In the case of an LLC, the annual cost of compliance can be rather high. It is required to consider balance sheet, profit and loss account, hold meetings, directors report and auditors report; make a declaration with regard to dividend and appoint auditors under the Companies Act, 1956 and the Rules made thereunder.

Annual compliance in the case of an LLP consists of presentation of statement of account and solvency along with annual report under Section 34(2) and 35(1) of the LLP Act, respectively. In practice, the work and cost of compliance for LLPs is a fraction of that of a private limited business.

FAQ’s

What is the difference between an LLC and an LLP?

An LLC (Limited Liability Company) is a US concept that combines features of both corporations and partnerships, offering limited liability to its members. An LLP (Limited Liability Partnership) is a type of Indian partnership where each partner has limited liability, protecting them from the actions of other partners.

What is the difference between LLP and company, key difference?

The key difference lies in the structure and liability. An LLP provides limited liability to its partners, similar to a company, but retains the flexibility of a partnership in terms of management and taxation.

What is the difference between a limited liability company and a partnership?

In a limited liability company (LLC), members have limited liability, and management is flexible. In a partnership, personal liability is not limited, and the structure is typically less formal.

What are the benefits of an LLP over a limited company?

LLPs offer limited liability, simpler compliance requirements and flexibility in management. They combine the benefits of a company (limited liability) with those of a partnership (flexibility).

Why is limited liability better than partnership?

Limited liability protects personal assets from business debts and liabilities. This is advantageous over a partnership where personal assets are at risk.

What are the disadvantages of an LLP?

Disadvantages of an LLP include potential complexities in decision-making due to multiple partners, limited capital-raising options compared to companies and varying regulations across jurisdictions.

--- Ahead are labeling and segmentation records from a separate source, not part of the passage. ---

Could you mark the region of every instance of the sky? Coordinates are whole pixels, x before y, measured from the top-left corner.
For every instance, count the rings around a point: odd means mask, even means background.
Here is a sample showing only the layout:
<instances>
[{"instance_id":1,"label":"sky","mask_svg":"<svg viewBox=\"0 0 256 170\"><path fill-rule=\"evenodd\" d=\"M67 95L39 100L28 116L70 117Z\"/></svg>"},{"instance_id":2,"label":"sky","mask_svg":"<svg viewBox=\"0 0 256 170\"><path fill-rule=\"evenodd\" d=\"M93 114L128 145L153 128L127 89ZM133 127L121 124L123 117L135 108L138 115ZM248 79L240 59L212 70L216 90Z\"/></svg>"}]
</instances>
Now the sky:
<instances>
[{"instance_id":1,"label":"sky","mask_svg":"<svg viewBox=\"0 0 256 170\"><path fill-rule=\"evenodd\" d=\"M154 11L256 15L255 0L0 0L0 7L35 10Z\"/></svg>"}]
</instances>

How many different kinds of LLCs are there?

LLCs can take various forms, including single-member LLCs (SMLLC), multi-member LLCs, manager-managed LLCs, and member-managed LLCs. The structure of an LLC can be customized to fit varying needs.

How is an LLP formed?

To form an LLP in India, partners need to file a registration with the MCA, defining their rights and obligations in an LLP agreement. Compliance with statutory requirements is necessary for legal recognition of an LLP.

Conclusion

For the past decade, LLCs and LLPs have been popular because they offer their members a variety of possibilities. Because they combine the characteristics of a general partnership and a corporation, many people confuse these two for one and the same. Because of their structure and operating versatility these two business vehicles are ideal for small and medium businesses.